The only distinctions from MAE are:

The difference between prediction and target is squared.
2 is in the averaging denominator.

MAE and MSE: Why Do We Use Them So Much?

There are many more regression metrics we can use as cost function for measuring the performance of models that try to solve regression problems (estimating the value). MAE and MSE seem to be relatively simple and very popular.

Why Are There So Many Metrics?

Each metric treats the differences between observations and expected results in a unique way. The distance between ideal result and predictions have a penalty attached by metric, based on the magnitude and direction in the coordinate system. For example, a different metric such as RMSE penalizes all large errors more heavily based on the magnitude, which can make a model prioritize reducing large deviations more aggressively.

So how do MAE and MSE treat the differences between points? To check, let’s calculate the cost for different weight values:

This table presents the errors of many models created with different weight parameters. I calculated the cost of each model with both MAE and MSE metrics.

Here’s how it displays on graphs:

You can observe that:

MAE doesn’t add any additional weight to the distance between points. The error growth is linear.
MSE errors grow quadratically with distance. It’s a metric that adds a massive penalty to points that are far away and a minimal penalty for points that are close to the expected result. The error curve has a parabolic shape.

Additionally, by checking various weight values, it’s possible to find that the parameter for error is equal to zero. If the w = 2.0 is used to build the model, then the predictions look like this:

When predictions and expected results overlap, then the value of each reasonable cost function is equal to zero.

Built In Expert ExplainersAnscombe’s Quartet: What Is It and Why Do We Care?

Should I Use MSE or MAE?

It’s high time to answer the question about which set of parameters, orange or lime, creates a better approximation for prices of Cracow apartments. Let’s use MSE to calculate the error of both models and see which one is lower.

# Import libraries
import numpy as np
import matplotlib.pyplot as plt
import pandas as pd


# Linear model

def predict(x, parameters):

    return parameters["w"] * x + parameters["b"]

# Load data from .csv
df_data = pd.read_csv("cracow_apartments.csv", sep=",")
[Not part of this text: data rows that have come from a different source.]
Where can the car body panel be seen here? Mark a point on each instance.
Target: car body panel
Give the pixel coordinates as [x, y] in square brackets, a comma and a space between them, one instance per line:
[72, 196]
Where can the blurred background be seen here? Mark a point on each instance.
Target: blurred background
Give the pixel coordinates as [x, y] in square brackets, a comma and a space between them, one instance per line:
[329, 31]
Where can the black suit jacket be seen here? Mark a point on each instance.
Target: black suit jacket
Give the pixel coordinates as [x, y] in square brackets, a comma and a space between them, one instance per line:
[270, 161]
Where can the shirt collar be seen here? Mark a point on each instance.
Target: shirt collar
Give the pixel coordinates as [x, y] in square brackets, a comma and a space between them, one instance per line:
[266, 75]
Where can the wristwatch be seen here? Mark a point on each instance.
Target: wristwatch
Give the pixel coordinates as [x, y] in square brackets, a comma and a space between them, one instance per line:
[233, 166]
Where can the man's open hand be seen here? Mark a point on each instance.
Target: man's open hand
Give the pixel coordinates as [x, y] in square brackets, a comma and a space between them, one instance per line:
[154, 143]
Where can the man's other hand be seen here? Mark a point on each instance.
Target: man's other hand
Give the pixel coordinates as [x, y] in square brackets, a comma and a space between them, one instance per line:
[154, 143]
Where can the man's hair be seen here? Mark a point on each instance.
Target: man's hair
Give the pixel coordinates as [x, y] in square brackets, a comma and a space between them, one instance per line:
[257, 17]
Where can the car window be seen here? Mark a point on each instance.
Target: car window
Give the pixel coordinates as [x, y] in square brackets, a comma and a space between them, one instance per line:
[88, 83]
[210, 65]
# Used features and target value
features = ["size"]
target = ["price"]

# Slice Dataframe to separate feature vectors and target value
X, y = df_data[features].to_numpy(), df_data[target].to_numpy()

# Parameter sets
orange_parameters = {'b': 200, 'w': np.array([3.0])}
lime_parameters = {'b': -160, 'w': np.array([12.0])}

# Make prediction for every data sample
orange_pred = [predict(x, orange_parameters) for x in X]
lime_pred = [predict(x, lime_parameters) for x in X]

# Model error
mse_orange_error = mse(orange_pred, y)
mse_lime_error = mse(lime_pred, y)

Parameters for testing are stored in separate Python dictionaries. Notice that both models use bias this time. We use function predict (x, parameters) for the same data with different parameters. The resulting predictions named orange_pred and lime_pred became an argument for mse (predictions, targets) function, which returned error value for each model separately.

The results are as follows:

orange: 4909.18
lime: 10409.77

This means orange parameters create a better model as the cost is smaller.

Frequently Asked Questions

What is a cost function in linear regression?

A cost function in linear regression and machine learning measures the error between a machine learning model’s predicted values and the actual values, helping evaluate and optimize model performance.

What is the difference between MAE and MSE?

MAE (Mean Absolute Error) is a cost function that measures the average absolute difference between predictions and actual results. MSE (Mean Squared Error) is a cost function that squares the differences between predicted and actual values, penalizing larger errors more heavily.